I’m not really sure exactly why I want to do this, but it seems like an interesting thing to do, if only so I can come back later and read these thoughts at some point in the future. Thoughts and impressions are so fleeting and ephemeral and they disappear almost as soon as you’ve had them, and sometimes you forget you even had them in the first place; and then your opinions evolve without you even realizing it, so it’s nice to be able to go back and find them again. Well, I like to do it anyway! I’ve already noticed this sort of thing happening to me from re-reading some of my old posts from only a year or two ago.

Anyway, let me start (boringly) by saying that I like and agree with almost everything I’ve read in the Preface and Introduction. I like the idea if inserting ‘naturalness’ into a higher scheme of things, along with Terroir, Sustainable Vineyard Management, Correct Harvesting, Faults and Environmental Considerations, to create the concept of ‘Authentic Wine’. The diagram on Page 7 expresses this rather well, though of course you could tweak and rearrange, add/remove, give more/less emphasis to the items according to your own taste. I also agree that natural wines are more interesting, taste better and are more respectful of the environment. No debate there, surely? And I also agree with the vision that the wine world is becoming ever more dominated by homogenous, boring, commodity-type wines.
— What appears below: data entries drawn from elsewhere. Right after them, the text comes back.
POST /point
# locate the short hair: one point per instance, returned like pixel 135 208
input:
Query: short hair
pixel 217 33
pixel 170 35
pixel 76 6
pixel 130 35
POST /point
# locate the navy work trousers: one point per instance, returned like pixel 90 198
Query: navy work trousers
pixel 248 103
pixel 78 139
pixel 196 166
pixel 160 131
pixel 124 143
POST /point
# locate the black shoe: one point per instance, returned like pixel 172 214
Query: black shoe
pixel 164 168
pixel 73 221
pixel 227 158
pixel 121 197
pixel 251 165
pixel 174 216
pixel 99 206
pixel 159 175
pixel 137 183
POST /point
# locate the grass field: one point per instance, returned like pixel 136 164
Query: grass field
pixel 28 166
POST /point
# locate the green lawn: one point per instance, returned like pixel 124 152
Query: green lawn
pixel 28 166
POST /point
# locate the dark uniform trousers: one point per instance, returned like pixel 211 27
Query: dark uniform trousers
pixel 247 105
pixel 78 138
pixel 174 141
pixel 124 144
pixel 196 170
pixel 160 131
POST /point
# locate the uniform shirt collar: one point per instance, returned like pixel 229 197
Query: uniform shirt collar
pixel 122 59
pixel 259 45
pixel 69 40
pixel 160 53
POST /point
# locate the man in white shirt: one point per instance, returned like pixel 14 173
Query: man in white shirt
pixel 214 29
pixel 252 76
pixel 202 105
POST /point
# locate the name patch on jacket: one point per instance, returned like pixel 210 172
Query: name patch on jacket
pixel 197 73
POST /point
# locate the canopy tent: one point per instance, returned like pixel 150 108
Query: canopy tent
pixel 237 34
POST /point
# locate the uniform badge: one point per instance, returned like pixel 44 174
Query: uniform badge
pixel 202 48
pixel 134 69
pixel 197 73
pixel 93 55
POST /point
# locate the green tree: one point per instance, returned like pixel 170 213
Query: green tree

That’s the boring part over with! Why is it always boring if you agree with someone? Well, here’s the part I disagree with (even if only slightly):

The authors suggest that we’re at a crossroads or fork, and that there is a real choice possible of which road to take, ie on the one hand there’s the road to even more domination by homogenized, industrial, boring branded wines, and on the other hand, there’s the road to a return to an abundance of accessible interesting terroir-driven wines. Well, I agree with the ever-increasing domination of brands part of the vision, but I don’t see a crossroads or a fork; I see a six-lane super-highway with a tiny dirt-track exit ramp that the machines forgot to close off!

Call me cynical, but I don’t see why the ‘suits’ should change tack just so that there can be more interesting terroir-driven wines available. Why do I believe this?

1. Because wine industry corporations (like all other corporations) are first and foremost profit-driven. The present system works very well for them in that they make lots of profits and distribute lots of dividends to their shareholders; and this is the ‘número uno’ criterion for decision taking for corporations. Even bigger, more serious issues (like workers’ rights, environmental degradation, social upheaval caused by supermarkets, etc) don’t bother them in the least in their drive for profits, so I don’t see why a nicety, like having more terroir-driven wines, should deviate them from their present course. In fact, I don’t see why the wine industry should not keep going in the direction it’s going in, in the footsteps of the beer industry. A grim scenario, I know. But like they say in Spanish “Piensa mal y acertarás” = “Think bad thoughts, and you’ll be right” !!!

2. Because the present model works for the consumers too, for a variety of reasons: convenience shopping at the supermarket, pricing, influence of marketing/branding/labels, just not caring that much about wine, etc. It doesn’t look like that’s showing any signs of changing.

Lastly, I believe that the ‘greening’ of consumers (ie increasing awareness and concern about environmental and health issues) is a real phenomenon and a long-term zeitgeist thing that’s been happening for decades and that this is a real pressure on the wine industry, just like it is on any other industry; but I think that it’s a pressure that’s easily dealt with – wine corporations have the budget to ‘greenwash’ themselves and also to actually really reduce their environmental impact. But, IMO, that’s not going to result in more interesting terroir-driven wines being produced – just more of the same boring homogenized ones but with a smaller carbon footprint.

I hope I’m wrong about this. And I hope there’s a place for authentic, natural, terroir-driven, environmentally sustainable wines. Maybe all will be revealed in the following chapters?